The biggest reason for talking contingencies is to avoid 1) that the business can operate independent of any owner input in the unlikely event of a major health calamity and 2) that the business owners do not feel backed into a corner and feel forced to sell under any form of duress. The sharks and wolves so often portrayed in the financial sector are often epitomized by those looking for companies under distress when an owner is briefly or permanently out of commission.
It doesn’t mean you should sell today. It simply means thinking through all possible negative scenarios and painting worst case descriptions of possible events and then working on solutions to such scenarios long in advance. But, it is best to sell before the onslaught of a major health issue. Combining the stress of selling a company with fighting a disease can make a bad situation worse.

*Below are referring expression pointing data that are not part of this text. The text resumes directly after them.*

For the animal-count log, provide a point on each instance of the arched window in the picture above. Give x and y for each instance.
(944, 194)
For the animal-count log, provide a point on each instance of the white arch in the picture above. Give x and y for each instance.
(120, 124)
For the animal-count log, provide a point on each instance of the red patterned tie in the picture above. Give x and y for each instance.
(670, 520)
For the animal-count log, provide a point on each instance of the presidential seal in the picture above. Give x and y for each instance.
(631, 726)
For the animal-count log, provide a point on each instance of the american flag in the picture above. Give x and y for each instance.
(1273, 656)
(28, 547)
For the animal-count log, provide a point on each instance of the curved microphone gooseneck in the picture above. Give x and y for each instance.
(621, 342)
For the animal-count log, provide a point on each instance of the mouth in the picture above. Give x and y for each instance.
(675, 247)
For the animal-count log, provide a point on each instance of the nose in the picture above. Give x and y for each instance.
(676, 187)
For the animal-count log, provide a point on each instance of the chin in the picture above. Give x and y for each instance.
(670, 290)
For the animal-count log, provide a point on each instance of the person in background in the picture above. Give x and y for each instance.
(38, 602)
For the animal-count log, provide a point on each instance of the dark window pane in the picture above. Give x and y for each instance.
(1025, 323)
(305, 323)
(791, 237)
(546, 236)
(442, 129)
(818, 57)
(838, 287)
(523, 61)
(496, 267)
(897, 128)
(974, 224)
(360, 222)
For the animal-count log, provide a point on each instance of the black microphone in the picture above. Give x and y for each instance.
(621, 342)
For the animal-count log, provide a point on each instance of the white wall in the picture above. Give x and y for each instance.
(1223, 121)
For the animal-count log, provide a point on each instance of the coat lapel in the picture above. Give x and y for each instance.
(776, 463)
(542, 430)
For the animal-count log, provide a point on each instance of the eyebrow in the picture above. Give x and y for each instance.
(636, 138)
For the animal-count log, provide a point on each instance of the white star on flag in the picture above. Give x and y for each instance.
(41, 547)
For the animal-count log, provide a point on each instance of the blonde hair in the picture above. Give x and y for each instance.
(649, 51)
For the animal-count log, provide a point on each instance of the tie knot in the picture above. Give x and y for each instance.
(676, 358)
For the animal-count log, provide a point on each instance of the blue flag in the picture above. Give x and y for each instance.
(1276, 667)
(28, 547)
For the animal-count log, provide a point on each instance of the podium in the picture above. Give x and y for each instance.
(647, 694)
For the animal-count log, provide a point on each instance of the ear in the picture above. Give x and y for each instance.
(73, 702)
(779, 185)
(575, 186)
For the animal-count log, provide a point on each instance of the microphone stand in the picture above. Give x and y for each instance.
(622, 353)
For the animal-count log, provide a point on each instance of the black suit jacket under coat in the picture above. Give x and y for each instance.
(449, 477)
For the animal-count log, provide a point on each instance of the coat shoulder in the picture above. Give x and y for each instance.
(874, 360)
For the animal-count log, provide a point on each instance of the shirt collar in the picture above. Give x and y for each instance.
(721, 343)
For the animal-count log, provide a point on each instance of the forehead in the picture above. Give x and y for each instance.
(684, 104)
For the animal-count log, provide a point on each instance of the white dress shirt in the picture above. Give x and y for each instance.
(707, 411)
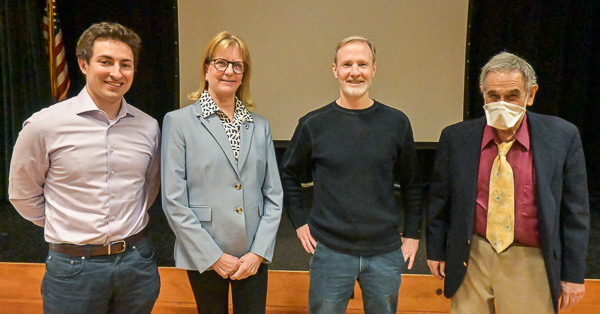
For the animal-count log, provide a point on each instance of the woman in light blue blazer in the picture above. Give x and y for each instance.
(221, 190)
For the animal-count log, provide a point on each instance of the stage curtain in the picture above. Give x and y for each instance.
(24, 74)
(561, 40)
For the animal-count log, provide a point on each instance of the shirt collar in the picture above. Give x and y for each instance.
(522, 135)
(85, 103)
(209, 107)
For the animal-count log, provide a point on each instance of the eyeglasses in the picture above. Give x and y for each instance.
(222, 65)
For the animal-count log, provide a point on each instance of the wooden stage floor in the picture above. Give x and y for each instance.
(288, 292)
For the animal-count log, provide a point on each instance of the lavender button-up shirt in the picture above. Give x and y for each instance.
(84, 178)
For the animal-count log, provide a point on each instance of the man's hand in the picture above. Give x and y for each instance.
(409, 249)
(571, 294)
(308, 242)
(437, 269)
(226, 265)
(249, 264)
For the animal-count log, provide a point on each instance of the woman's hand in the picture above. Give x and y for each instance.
(226, 265)
(249, 264)
(308, 242)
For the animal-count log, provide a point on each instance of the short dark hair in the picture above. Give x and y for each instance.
(114, 31)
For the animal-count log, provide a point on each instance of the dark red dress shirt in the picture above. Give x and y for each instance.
(520, 159)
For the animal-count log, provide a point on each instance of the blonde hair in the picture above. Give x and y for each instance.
(225, 40)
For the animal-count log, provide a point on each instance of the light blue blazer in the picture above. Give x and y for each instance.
(214, 204)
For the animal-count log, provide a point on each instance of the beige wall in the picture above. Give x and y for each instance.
(420, 53)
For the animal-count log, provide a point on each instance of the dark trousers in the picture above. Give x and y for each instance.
(211, 292)
(125, 283)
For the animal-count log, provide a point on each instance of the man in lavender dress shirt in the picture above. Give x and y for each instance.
(87, 169)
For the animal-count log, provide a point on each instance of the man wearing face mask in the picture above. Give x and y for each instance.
(508, 209)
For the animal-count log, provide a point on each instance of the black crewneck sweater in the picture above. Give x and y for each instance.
(353, 157)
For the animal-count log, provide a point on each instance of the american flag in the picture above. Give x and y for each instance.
(56, 51)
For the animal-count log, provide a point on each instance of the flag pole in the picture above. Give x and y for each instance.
(50, 12)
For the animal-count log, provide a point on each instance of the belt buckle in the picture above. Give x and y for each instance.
(110, 252)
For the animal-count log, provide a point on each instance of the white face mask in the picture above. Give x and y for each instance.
(502, 115)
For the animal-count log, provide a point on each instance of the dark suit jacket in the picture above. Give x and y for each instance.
(561, 196)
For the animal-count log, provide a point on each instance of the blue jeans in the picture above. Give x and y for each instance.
(127, 282)
(333, 275)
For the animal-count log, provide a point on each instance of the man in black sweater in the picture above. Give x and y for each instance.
(353, 150)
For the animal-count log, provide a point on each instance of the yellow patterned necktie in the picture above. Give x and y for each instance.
(501, 204)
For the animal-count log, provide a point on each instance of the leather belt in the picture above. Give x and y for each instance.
(97, 249)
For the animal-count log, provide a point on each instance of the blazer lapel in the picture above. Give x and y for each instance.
(544, 153)
(471, 146)
(215, 128)
(246, 132)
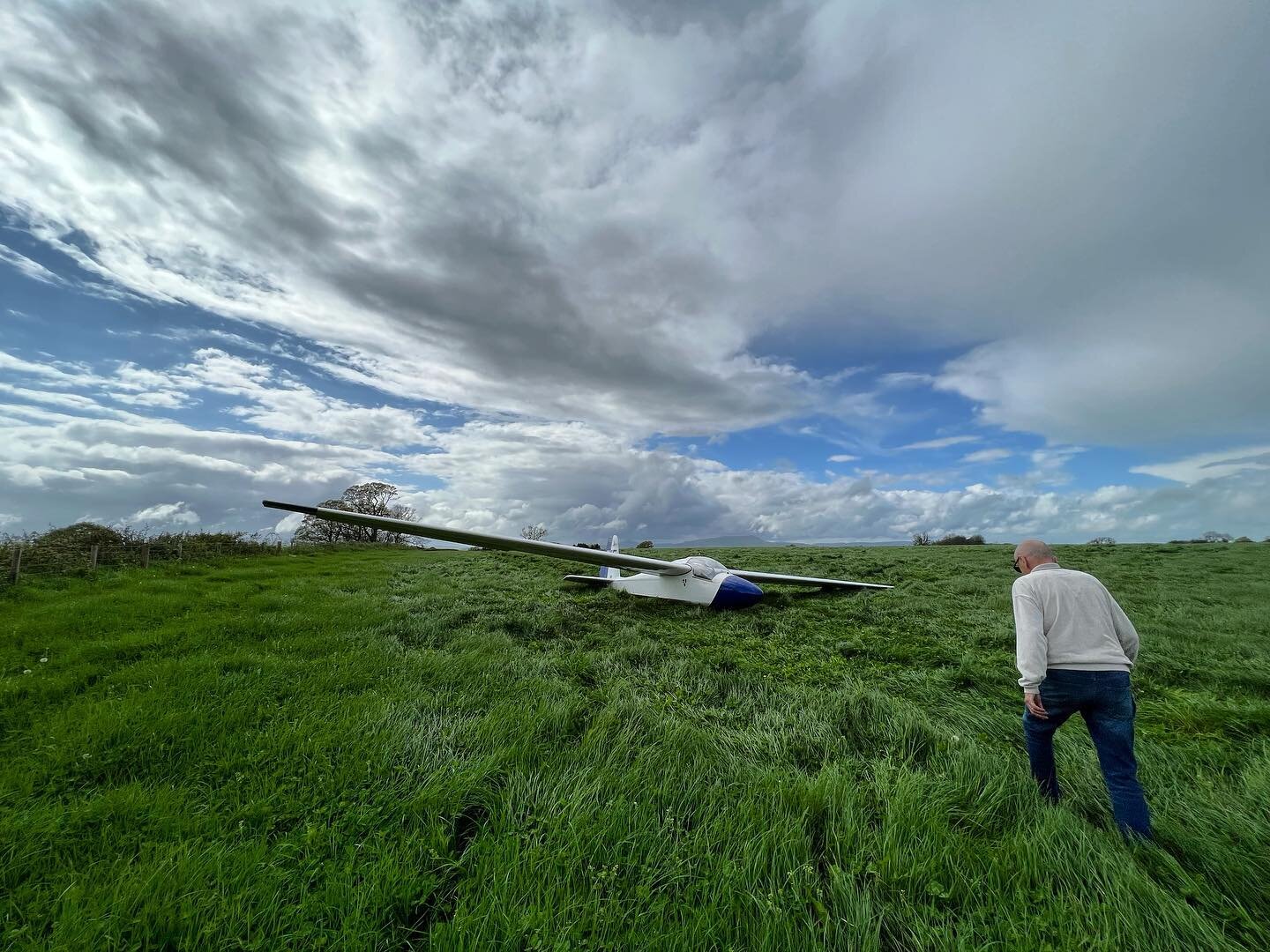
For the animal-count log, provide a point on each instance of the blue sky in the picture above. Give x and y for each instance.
(946, 271)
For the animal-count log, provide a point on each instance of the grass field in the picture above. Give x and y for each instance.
(453, 749)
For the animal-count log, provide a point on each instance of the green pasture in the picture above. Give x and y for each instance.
(409, 749)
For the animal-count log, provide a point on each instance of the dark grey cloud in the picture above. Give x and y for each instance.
(594, 211)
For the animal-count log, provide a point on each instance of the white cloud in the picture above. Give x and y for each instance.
(940, 443)
(1211, 466)
(26, 267)
(987, 456)
(165, 513)
(470, 201)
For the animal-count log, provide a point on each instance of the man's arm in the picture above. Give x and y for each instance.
(1032, 651)
(1124, 631)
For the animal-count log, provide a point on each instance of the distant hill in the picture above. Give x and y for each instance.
(756, 542)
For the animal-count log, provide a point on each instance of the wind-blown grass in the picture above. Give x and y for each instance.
(400, 749)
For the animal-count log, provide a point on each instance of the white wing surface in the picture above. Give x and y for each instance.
(805, 580)
(553, 550)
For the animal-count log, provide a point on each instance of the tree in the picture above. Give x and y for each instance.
(81, 534)
(367, 498)
(950, 539)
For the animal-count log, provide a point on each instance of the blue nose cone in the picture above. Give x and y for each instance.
(736, 593)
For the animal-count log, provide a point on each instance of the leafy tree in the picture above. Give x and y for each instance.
(950, 539)
(367, 498)
(81, 534)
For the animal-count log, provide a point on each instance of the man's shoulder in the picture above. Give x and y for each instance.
(1057, 576)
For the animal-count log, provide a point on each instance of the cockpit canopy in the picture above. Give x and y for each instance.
(704, 566)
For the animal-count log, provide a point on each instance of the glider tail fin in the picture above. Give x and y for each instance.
(609, 571)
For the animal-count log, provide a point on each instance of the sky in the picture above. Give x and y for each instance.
(818, 271)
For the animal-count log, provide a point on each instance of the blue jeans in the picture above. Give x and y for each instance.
(1105, 701)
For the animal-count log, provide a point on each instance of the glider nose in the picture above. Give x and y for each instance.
(736, 593)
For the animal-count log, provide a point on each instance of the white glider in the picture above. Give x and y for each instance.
(698, 579)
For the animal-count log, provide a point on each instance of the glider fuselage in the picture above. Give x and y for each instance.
(724, 591)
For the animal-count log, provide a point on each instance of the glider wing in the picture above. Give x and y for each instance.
(553, 550)
(805, 580)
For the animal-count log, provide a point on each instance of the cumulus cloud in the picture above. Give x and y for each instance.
(165, 514)
(55, 466)
(473, 201)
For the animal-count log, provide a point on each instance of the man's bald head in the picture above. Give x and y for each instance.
(1034, 551)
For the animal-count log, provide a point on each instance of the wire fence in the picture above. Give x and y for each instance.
(22, 559)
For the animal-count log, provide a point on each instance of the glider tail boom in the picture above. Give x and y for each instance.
(608, 571)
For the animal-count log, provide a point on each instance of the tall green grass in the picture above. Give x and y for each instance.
(452, 749)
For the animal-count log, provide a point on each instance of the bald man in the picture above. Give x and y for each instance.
(1074, 648)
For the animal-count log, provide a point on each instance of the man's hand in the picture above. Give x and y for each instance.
(1032, 701)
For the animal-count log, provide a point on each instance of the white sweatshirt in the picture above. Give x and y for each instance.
(1065, 619)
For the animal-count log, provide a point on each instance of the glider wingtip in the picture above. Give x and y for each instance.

Knowing your company’s inherent value and being ready to sell can also put an owner in a good place when the market is ready to buy. Luckily today’s market has the perfect storm for M&A swirling together:
- Valuations of private firms are up.
- Buyers are actively buying and larger companies have balance sheets flush with cash to make acquisitions.
- The overall market has improved greatly since 2008.
- The money is flowing better for bank lending in the financial markets once again.
A window this good may not last forever, but it is good to be prepared for when other micro and macro contingencies, including health issues, rain down on your personal life and your business.